What a world it would be if we developed, trained, and deployed LLMs or other AI models into production and did not have to monitor their performance or output because they behaved predictably. But the reality is that for any software application deployed to production, even a simple calculator application, you need some form of monitoring of application performance and user interaction.
LLM system observability and monitoring refer to the efforts encapsulated in methodologies, practices, and tools to capture and track insights into the operational performance of LLMs in terms of their outputs, latency, inputs, prediction processes, and overall behavior within an AI application. You don’t need to look far to notice that there have been what can be described as “uncontrollable” outputs from application-embedded LLMs in the wild. Perhaps the uptick in the amount of generative AI spewing out unintended or unintelligible outputs reflects the pressure on incumbents to innovate and out-compete. This certainly will improve as the generative AI domain exits the infancy stage.
In the meantime…we should all probably buckle up.
What is LLM evaluation?
Evaluation is the next best thing to solving for unpredictable behaviors from LLMs.
LLM evaluation is the process of systematically and rigorously testing the performance and reliability of LLMs. This systematic process involves a series of tests that includes, but is not limited to:
- Benchmarking performance against datasets to ensure the model’s output quality.
- Passing model output to humans for feedback on output relevance and coherence.
- Adversarial testing to identify vulnerabilities in models or guardrails.

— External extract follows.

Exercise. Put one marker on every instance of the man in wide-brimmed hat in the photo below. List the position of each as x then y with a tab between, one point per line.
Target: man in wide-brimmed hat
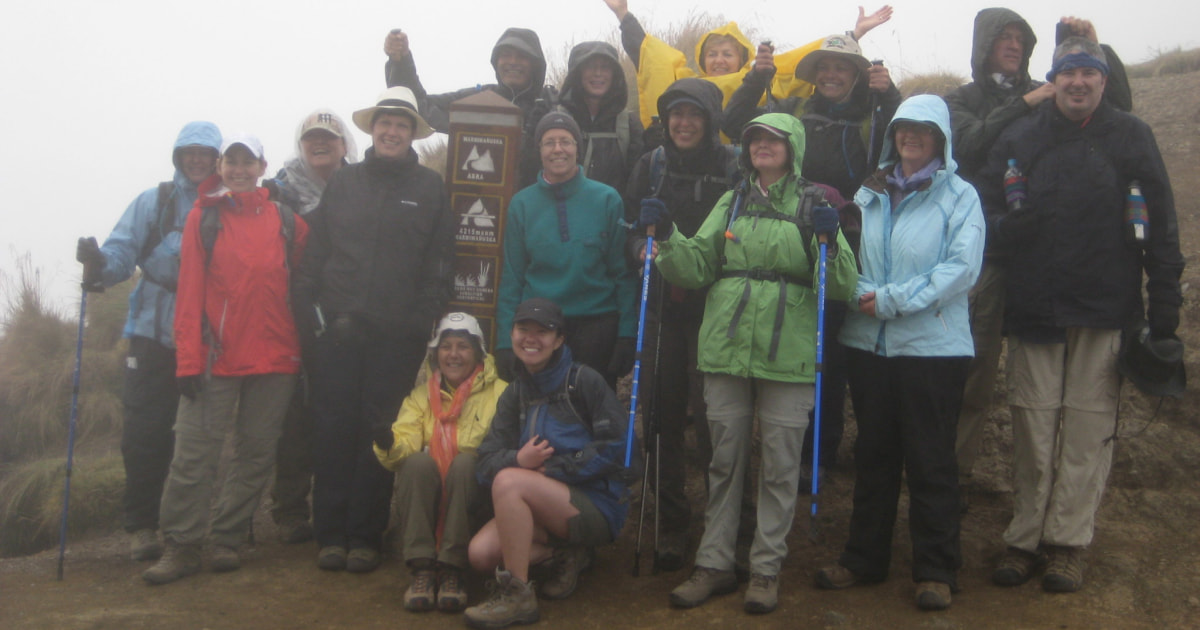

Hallucinations in LLMs can be considered both a feature and a bug. The capability that renders LLMs valuable to users — generating novel and contextually relevant content — can also be their downfall by producing incorrect or misleading information, highlighting flaws in their design. Reducing hallucinations in LLMs is an active area of research. However, there are efforts to mitigate or, at the very least, detect early hallucinations in systems before they are deployed to production.
An interesting LLM benchmark I found while researching is the LLM Hallucination Index. The LLM Hallucination Index — created by the team at Galileo, a generative AI application evaluation company — tackles the challenge of hallucinations by evaluating LLMs' responses across three common task types:
- Question and answer
- Question and answer with RAG
- Long-form text generation
The Hallucination Index positions itself as a framework for ranking and evaluating LLM hallucinations by using two key metrics: Correctness and Context Adhesion.
Have you noticed the carnivorous nature of the current state of the modern AI stack? If you haven’t, you are about to see it in action.
LLM orchestrators and data frameworks are taking a bite out of the LLM monitoring and evaluation pie. LangSmith is a platform solution created by LangChain that covers the breadth of the AI application lifecycle, from development to deployment and monitoring. The high-level objective of LangSmith is to provide developers with a controllable, easy-to-use, and understandable interface to monitor and evaluate the outputs of LLM-based systems, including metrics like response latency, the number of source documents utilized in RAG, process flow to response outcome, and more.